Kevin Prince Boateng, Beşiktaşlı taraftarlarla ilgili, “Onların ne kadar çılgın olduğunu herkes gibi ben de biliyorum. Birçok arkadaşım Beşiktaş taraftarının dünyanın en iyisi olduğunu defalarca anlatmıştı ve hala da anlatıyorlar. Onların benimle ilgili yüksek beklentilere sahip olduklarının farkındayım ama benim de onlardan beklentim var ve bu da bize destek olmaları ile ilgili” dedi.



Siyah-beyazlıların devre arası transfer döneminde kadrosuna kattığı Kevin Prince Boateng, Beşiktaş Dergisi’nin Mart ayı sayısına açıklamalarda bulundu. Beşiktaş’ın büyüklüğünün herkes tarafından bilindiğini söyleyen Boateng, “Doğrusunu söylemek gerekirse biraz şaşırdım. Beşiktaş’ın büyüklüğünü herkes biliyor ama içine girmeyince bazı şeyleri göremiyorsunuz. İçeri girdikten sonra ise buradaki profesyonellik seviyesinin çok yüksek olduğunu, yapısının sağlam temellere dayandığını gördüm. Bu durum aynı zamanda insanların omzunda kuvvetli bir baskının ve yapılacak çok iş olduğunu da gösteriyor” şeklinde konuştu.

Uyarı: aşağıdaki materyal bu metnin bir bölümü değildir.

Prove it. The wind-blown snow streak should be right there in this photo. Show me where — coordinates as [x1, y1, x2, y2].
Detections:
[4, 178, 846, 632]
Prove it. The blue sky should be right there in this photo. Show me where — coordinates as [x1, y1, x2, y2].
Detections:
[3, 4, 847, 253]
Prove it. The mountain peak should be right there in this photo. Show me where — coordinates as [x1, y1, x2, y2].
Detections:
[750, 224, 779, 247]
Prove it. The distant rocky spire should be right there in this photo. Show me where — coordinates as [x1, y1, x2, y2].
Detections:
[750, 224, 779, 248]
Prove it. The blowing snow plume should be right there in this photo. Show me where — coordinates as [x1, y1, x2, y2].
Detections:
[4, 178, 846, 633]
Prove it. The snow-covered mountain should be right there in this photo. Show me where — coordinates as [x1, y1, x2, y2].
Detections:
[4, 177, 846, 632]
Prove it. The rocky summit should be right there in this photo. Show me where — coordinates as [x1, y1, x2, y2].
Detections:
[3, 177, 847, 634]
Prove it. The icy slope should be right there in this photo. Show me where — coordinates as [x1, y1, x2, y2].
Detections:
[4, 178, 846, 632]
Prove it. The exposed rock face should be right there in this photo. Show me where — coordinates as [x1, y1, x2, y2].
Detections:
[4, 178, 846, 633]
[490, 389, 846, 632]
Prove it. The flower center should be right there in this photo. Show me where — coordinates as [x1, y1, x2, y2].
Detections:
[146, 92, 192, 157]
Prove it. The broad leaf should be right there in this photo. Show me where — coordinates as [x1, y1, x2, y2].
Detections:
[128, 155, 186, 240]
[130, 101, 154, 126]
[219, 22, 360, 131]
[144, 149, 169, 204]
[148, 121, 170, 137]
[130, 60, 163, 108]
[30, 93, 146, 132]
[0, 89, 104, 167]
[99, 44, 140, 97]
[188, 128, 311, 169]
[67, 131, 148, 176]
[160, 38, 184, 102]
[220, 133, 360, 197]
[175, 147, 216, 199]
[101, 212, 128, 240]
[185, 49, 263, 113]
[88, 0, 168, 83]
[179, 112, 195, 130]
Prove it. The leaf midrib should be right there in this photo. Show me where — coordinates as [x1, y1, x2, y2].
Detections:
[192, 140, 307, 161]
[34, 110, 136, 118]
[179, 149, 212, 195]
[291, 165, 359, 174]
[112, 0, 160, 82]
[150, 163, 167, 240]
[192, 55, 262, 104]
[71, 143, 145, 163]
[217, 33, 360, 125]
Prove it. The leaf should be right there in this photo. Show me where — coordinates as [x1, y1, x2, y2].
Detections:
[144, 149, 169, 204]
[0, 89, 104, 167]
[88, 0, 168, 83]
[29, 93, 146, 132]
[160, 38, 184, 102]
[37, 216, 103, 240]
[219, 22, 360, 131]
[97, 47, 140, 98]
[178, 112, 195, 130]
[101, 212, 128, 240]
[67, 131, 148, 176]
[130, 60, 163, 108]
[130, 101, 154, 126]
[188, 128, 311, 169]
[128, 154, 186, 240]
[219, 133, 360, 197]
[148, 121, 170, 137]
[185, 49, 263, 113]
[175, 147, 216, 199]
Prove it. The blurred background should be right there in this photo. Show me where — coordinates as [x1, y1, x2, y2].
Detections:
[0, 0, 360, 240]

“İKİ YILDIR BEŞİKTAŞ İLE GÖRÜŞÜYORDUM”

Beşiktaş’tan gelen teklif sonrasında çok fazla düşünmediğini belirten tecrübeli futbolcu, “Dürüst olmak gerekirse iki yıldır Beşiktaş ile görüşüyordum. Türkiye ve Beşiktaş’ı her zaman için öncelik olarak görüyor ve buraya gelmek istiyordum. Berlin’de beraber büyüdüğüm birçok Türk ve Beşiktaş taraftarı arkadaşım vardı. Transferimin ardından hemen hemen hepsi mesaj yolladı, ‘Nihayet eve gidiyorsun’ dediler ve çok mutlu oldular. Doğrusunu söylemek gerekirse teklif geldikten sonra çok düşünmedim. Menajerime ‘teklifi kabul edelim, bir yolunu bul ve gidelim’ dedim. Neticesinde de buraya gelme kararını verdik” ifadelerine yer verdi. 



“TAKIMDAKİ ORTAM HARİKA”

Kaliteli oyunculardan kurulu bir kadrolarının olduğunu dile getiren Boateng, “Şu ana kadar her şey olumlu. Biliyorsunuz Barcelona, Milan gibi dünyanın birçok büyük takımında oynadım ve bu tecrübeme dayanarak Ümraniye Nevzat Demir Tesisleri’nin gördüklerim içerisinde en iyilerinden olduğunu rahatlıkla söyleyebilirim. Takımdaki ortam da harika, kaliteli oyunculardan kurulu iyi bir takıma sahibiz. Geride kalan beş, altı aylık sürecin futbolcular açısından zor geçtiğini öğrendim ve bu durum bazı futbolcular üzerinde baskı ve gerginlik oluşturmuş. Ancak Beşiktaş gibi kulüplerde bunun normal olduğunu kabul etmemiz gerekiyor çünkü hedef her zaman en yükseği. Puan tablosunda ilk üç sıranın dışına çıkıldığı andan itibaren futbolcuların üzerinde baskı oluşmaya başlıyor ama bunu tersine çevirebilme imkanı da bizim elimizde. Geride bıraktığım kısa sürede futbolcular arasında olumlu bir hava gördüm, performansımızı yukarı çekebilmemiz için bizimle sürekli ve doğru iletişim kuran bir teknik direktörümüz var. Çok sıkı çalışıyoruz ve umarım ki ligin sonunda bu emeklerimizin karşılığını göreceğiz” diye konuştu.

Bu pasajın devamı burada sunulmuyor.